A quick & easy way to sharpen your pictures in Photoshop

There are allot of plugins and third party applications out there for image sharpening. Most of them do the job well but can be expensive. I’ve often found, reading online forums that these plugins and apps are recommended over what is already availible in Photoshop.

Photoshop is already an expensive package and one that allot of its users do not fully explore before buying or installing plugins and apps to complete tasks that are easy enough to accomplish in Photoshop itself.

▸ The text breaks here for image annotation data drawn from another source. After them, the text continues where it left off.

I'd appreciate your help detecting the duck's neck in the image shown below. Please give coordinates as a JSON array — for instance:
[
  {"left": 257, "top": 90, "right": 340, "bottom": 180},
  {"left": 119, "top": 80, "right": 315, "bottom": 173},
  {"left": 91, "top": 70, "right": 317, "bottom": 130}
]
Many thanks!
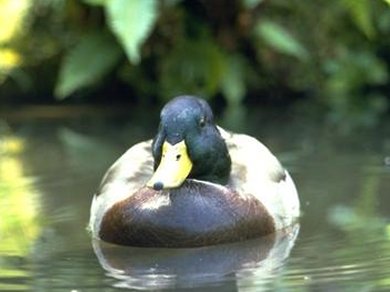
[{"left": 189, "top": 132, "right": 231, "bottom": 185}]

This is a quick run though of how to add sharpening to an image to bring out more detail, it takes about five minutes to complete and can easily setup as an action within Photoshop allowing a single click sharpening tool.

To get started, open Photoshop up and load an image that you want to sharpen. (to enlarge any of the screenshots, simply click them.)

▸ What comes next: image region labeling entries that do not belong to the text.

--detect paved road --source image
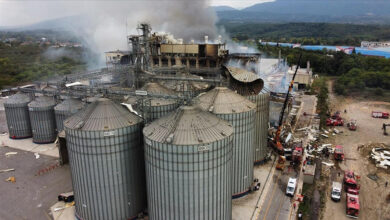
[257,171,295,220]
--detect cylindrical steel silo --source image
[138,83,178,121]
[4,93,32,139]
[194,87,256,198]
[64,98,146,220]
[143,106,233,220]
[247,92,270,164]
[54,98,85,132]
[28,96,57,144]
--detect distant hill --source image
[211,6,237,12]
[0,16,88,31]
[217,0,390,24]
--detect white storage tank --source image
[143,106,233,220]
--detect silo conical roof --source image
[4,93,31,105]
[143,106,233,145]
[194,87,256,114]
[64,98,142,131]
[28,96,56,108]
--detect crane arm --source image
[275,54,302,152]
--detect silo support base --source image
[253,158,267,166]
[9,136,32,140]
[33,140,55,144]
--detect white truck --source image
[286,178,297,197]
[331,182,342,202]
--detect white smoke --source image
[0,0,217,68]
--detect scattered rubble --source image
[5,176,16,183]
[0,168,15,173]
[367,173,379,181]
[4,152,18,157]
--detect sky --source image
[211,0,274,9]
[0,0,273,26]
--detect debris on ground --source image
[53,201,75,212]
[5,176,16,183]
[367,173,379,181]
[4,152,18,157]
[322,162,334,167]
[0,168,15,173]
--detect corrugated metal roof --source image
[226,66,260,83]
[4,93,31,104]
[143,106,233,145]
[141,82,176,95]
[64,98,142,131]
[162,72,210,92]
[54,98,85,112]
[141,82,176,106]
[28,96,56,108]
[193,87,256,114]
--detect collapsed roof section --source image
[223,66,264,96]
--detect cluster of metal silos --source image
[194,87,256,198]
[247,91,270,164]
[28,96,57,144]
[64,98,146,220]
[54,98,85,132]
[143,106,234,220]
[4,93,32,139]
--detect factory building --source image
[288,61,313,90]
[1,24,278,220]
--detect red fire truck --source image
[371,111,389,119]
[346,193,360,218]
[344,171,360,192]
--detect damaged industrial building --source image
[0,23,298,220]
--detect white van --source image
[286,178,297,197]
[331,182,341,202]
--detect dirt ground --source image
[322,81,390,220]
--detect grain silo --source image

I have used a picture of one of my dogs, Martha, basking in the summer sun to top her tan up.

Once you have opened your image, make sure the layers pallet is open. Click the background layer and drag it down to the new layer button to copy the entire layer.

Once complete, make sure that the new copied layer is selected. You now need to click on the ‘Filters’ tab online the top menu bar. Move down to ‘Other’ and select, ‘High Pass’.

This will load a new window with a slider bar at the bottom. At this stage you can have a play to find the best radius setting for you. I find that somewhere between 3 and 7 works best for me.

Once complete, click OK. Your image will turn a rather bull silvery grey colour. Dont worry, thats what should happen.

All you have left to do is blend the layers, make sure that the background copy or grey layer is selected in the layers pallet. Above the layers pallet are then blending options, this will be set to ‘Normal’ as default. Click the drop down and choose either ‘Overlay’ or ‘Softlight’.


Initially, you will probably not notice any difference in image sharpness, your eyes are deceiving you. Next to the new copied and sharpened layer, click the eye icon to turn the layer off and on again. You will notice a subtle difference. If you stuck with a radius between 3 and 7, the sharpening effect should be effective but not look over done.


Before creating this method as an action, I would recommend playing around a few more times with various images to get an idea of what radius works best for you.